For Londoners, the 2012 Olympics has been a long time coming. Originally awarded to the city in 2005, the Games were hailed as an excellent opportunity for the UK economy, building jobs, increasing tourism and helping British business.

Unsurprisingly, a more nuanced reaction has since emerged, and with the 100-day countdown to the event beginning earlier this month, it is useful to assess how opinions towards the Olympics are being shaped.

Social media monitoring tool Meltwater Buzz has analysed thousands of online discussions since the start of this year, focusing specifically on the topics that have caused most unrest in the run up to the Games. The results offer a compelling and clear picture of how the Olympics is viewed with respect to:

· Security

· Transport

· Cost

· Sponsors/Partners

The findings show a number of clear spikes in online buzz in relation to various events reported in the media, as mapped out on the infographic below.

30 January, for example, saw an spike in online conversations after it emerged that London Underground workers had rejected a pay offer to work during the Games.

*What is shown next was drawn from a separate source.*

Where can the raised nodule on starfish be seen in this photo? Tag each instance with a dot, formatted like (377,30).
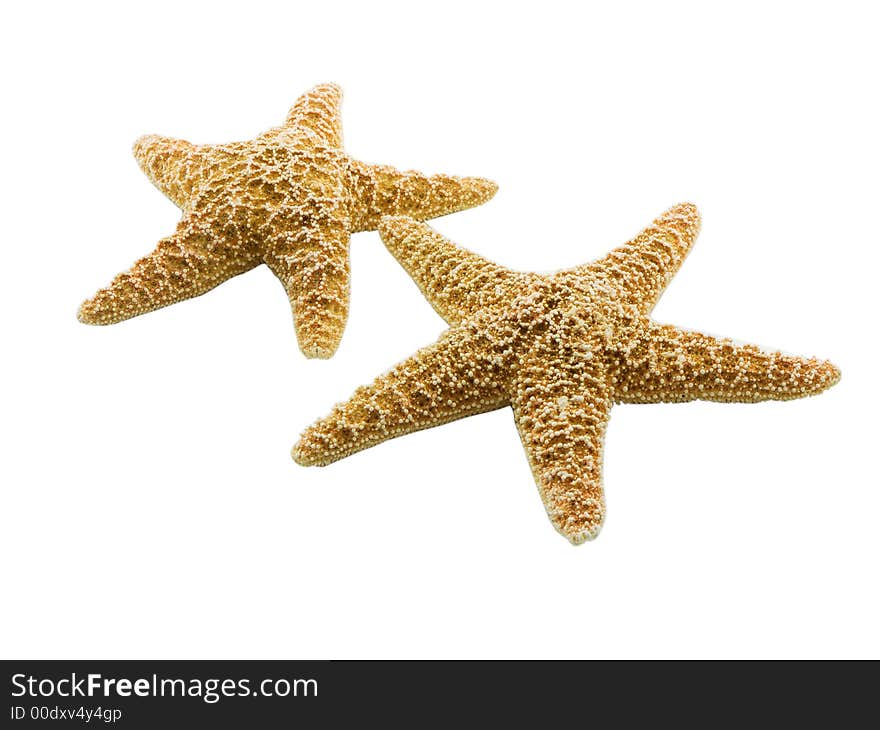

Transport is a critical issue for the Games , and online conversations demonstrate the depth of concern over disruptions and delays.

A surge in online buzz on 22 February resulted from a security test involving approximately 4,000 people. As London becomes a focus, many have wondered about the increased risk of physical or cyber attacks. 

March generated the most online buzz, in response to the news that the London 2012 Olympic and Paralympic Games budget could overshoot by as much as £9.3bn, taking the estimated final taxpayer cost to £11bn. Members of the public have reacted fairly negatively to this news, with many questioning where their money has been spent, and how the legacy will benefit them. A clear spike in online buzz was identified in reaction to these concerns on 9 March.

Last month saw anti-BP activists fake the official London 2012 website, demanding that BP be dropped as one of the event’s official sponsors. On 11 April the group, calling themselves the Campaign for a Sustainable Olympics created their own version of the site and posted a story claiming LOCOG had axed the oil company as one of their sustainability partners. The reaction to this online shared a negative tone, as individuals took to social media to express surprise at the news. The protest group garnered a high level of online interest in its activities.

As the 100 days to go milestone arrives on 18 April, the online buzz was reflective of the nation’s excitement as the Games edge closer, with an impressive increase in online conversations and a majority positive sentiment.